Starling favors sign 11, Lumina Pavilion—once known as “The Playground of the South.” Having opened in 1905, the pavilion was the hot spot of southeastern NC. It hosted famous jazz acts like Cab Calloway, and in its latter years famous rock acts like Jerry Lee Lewis. In the ‘60s, it hosted the Miss North Carolina pageant, but also Ronald Reagan, who attended what was the well-known Lumina Weekend.
Aside from Lumina’s famous dance floor, it also had a bowling alley, restaurant, and would screen movies on the side of the building. Locals were able to access it via the trolley (sign 18), a system created by Hugh MacRae. Lumina Pavilion was demolished in 1973 to make room for more condominiums. Lack of clear vision for how to use the massive building on the beach led to its demolition.
“If you ever stop [at the sign] on the loop,” Starling says, “you’ll hear people talking about their grandmother [and] their grandfather getting engaged in front of Lumina on the beach.”
Other razed structures appear on signs, like the babies hospital (sign 25) and The Oceanic Hotel (sign 9)—each of which, along with the pavilion and trolley, have other exhibits inside Wrightsville Beach Museum of History. The “Great Fire of 1934” burned to the ground the Oceanic Hotel and 125 homes surrounding it. In 2008 the babies hospital was bulldozed, due to the building not having an historic registry. The museum did not have leverage, access or funds to preserve the buildings at the time. “Some were public [and] some were private,” Flagler mentions. “A lot of them involved much more funding than we could have provided.”
In 2018 the odds fell in the museum’s favor when they acquired the 1924 Ewing-Bordeaux Cottage. The Bordeaux family bought it in 1971 and were only the second owners of the cottage after Mrs. Cora Ewing. The cottage survived the great fire, and within seven years, nine hurricanes in the 1950s.
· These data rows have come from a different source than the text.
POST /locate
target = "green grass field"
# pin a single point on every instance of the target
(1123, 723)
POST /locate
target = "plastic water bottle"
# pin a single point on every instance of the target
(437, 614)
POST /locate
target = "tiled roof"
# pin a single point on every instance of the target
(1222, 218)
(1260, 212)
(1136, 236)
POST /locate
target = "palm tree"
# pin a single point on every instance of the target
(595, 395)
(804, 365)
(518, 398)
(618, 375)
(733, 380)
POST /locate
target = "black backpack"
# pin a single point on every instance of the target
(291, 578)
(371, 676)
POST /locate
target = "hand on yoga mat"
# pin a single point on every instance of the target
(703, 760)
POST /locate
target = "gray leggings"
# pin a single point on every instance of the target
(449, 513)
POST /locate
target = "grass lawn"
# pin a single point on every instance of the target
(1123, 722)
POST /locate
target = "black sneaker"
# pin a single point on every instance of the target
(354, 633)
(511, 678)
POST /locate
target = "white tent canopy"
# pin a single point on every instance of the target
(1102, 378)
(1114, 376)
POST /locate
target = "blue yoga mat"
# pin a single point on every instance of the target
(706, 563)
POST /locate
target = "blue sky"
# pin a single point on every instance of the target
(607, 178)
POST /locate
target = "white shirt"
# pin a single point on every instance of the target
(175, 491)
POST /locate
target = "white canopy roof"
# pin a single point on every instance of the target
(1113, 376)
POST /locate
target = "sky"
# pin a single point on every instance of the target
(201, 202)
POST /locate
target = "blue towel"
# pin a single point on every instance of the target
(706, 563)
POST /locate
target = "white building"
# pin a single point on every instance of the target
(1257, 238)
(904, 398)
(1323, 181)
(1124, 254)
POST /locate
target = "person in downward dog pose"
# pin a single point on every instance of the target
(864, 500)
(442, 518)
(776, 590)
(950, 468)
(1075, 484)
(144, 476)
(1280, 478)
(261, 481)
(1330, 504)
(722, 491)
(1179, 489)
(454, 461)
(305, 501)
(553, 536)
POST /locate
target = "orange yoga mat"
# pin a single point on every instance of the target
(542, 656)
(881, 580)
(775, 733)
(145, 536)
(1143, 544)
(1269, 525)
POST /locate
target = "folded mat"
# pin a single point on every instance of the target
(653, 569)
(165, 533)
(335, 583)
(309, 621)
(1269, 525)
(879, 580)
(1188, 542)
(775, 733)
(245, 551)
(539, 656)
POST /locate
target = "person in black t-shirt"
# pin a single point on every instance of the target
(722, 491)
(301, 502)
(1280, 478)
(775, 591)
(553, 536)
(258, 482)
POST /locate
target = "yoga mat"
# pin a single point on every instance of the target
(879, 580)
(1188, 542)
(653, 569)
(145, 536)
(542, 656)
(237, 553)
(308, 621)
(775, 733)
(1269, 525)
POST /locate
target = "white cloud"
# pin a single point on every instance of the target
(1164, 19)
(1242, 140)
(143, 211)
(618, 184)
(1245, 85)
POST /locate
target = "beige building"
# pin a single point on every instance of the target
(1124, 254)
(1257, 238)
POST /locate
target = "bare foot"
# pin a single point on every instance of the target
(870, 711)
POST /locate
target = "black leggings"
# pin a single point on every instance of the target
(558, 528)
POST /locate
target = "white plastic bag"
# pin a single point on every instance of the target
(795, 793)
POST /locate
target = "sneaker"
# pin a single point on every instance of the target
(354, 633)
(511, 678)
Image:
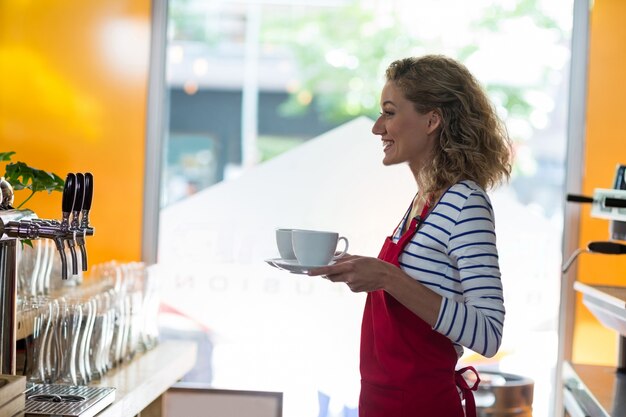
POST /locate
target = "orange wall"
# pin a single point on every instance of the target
(73, 85)
(605, 148)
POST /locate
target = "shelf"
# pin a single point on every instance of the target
(607, 303)
(142, 380)
(606, 386)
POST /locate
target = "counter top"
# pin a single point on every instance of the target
(142, 380)
(604, 384)
(607, 303)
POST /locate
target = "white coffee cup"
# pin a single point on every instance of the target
(316, 248)
(283, 242)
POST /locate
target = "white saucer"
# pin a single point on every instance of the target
(292, 265)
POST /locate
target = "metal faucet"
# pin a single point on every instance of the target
(16, 224)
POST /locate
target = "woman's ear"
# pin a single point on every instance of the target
(434, 121)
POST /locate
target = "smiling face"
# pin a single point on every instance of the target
(407, 135)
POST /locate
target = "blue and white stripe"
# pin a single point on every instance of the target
(454, 253)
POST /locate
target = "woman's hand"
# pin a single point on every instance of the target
(360, 273)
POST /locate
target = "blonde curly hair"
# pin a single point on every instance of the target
(473, 141)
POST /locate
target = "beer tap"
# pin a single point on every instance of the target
(69, 196)
(62, 231)
(72, 226)
(78, 233)
(84, 227)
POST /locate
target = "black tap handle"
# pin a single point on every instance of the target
(579, 198)
(607, 247)
(88, 193)
(69, 193)
(80, 187)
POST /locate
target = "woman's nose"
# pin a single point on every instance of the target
(378, 128)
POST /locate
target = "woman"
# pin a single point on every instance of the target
(435, 287)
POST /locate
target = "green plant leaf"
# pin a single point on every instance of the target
(6, 156)
(22, 176)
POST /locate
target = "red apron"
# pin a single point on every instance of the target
(407, 368)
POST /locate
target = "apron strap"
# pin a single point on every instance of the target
(461, 382)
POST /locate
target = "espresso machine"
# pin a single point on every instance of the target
(592, 390)
(71, 231)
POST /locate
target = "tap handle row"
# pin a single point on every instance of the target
(69, 195)
(88, 191)
(80, 190)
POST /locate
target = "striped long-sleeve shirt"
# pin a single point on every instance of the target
(454, 254)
Since it was solidified an historic structure from the Wrightsville Beach Landmark Commission, the museum was able to acquire the landmark and add it to the historic square, designated by the Town of Wrightsville Beach. The square accommodates historic structures that normally would have been torn down. The museum itself, on Salisbury Street, was the first donation, acquired from the 1909 Myers Cottage. The historic square took off, with three more cottages or houses added since: The 1940 Bender-Howell Cottage hosts the Wrightsville Beach Visitor’s Center, along with the 1946 Historic Palmgren-O’Quinn house providing education on local coastal wildlife and habitats through hands-on activities and tours of natural environments. The museum took advantage of adding the 1924 Ewing-Bordeaux Cottage to expand its programs and exhibits. The cottage will showcase the best of its beach community, via coastal professions and even water sports on the island as a part of the Waterman Hall of Fame.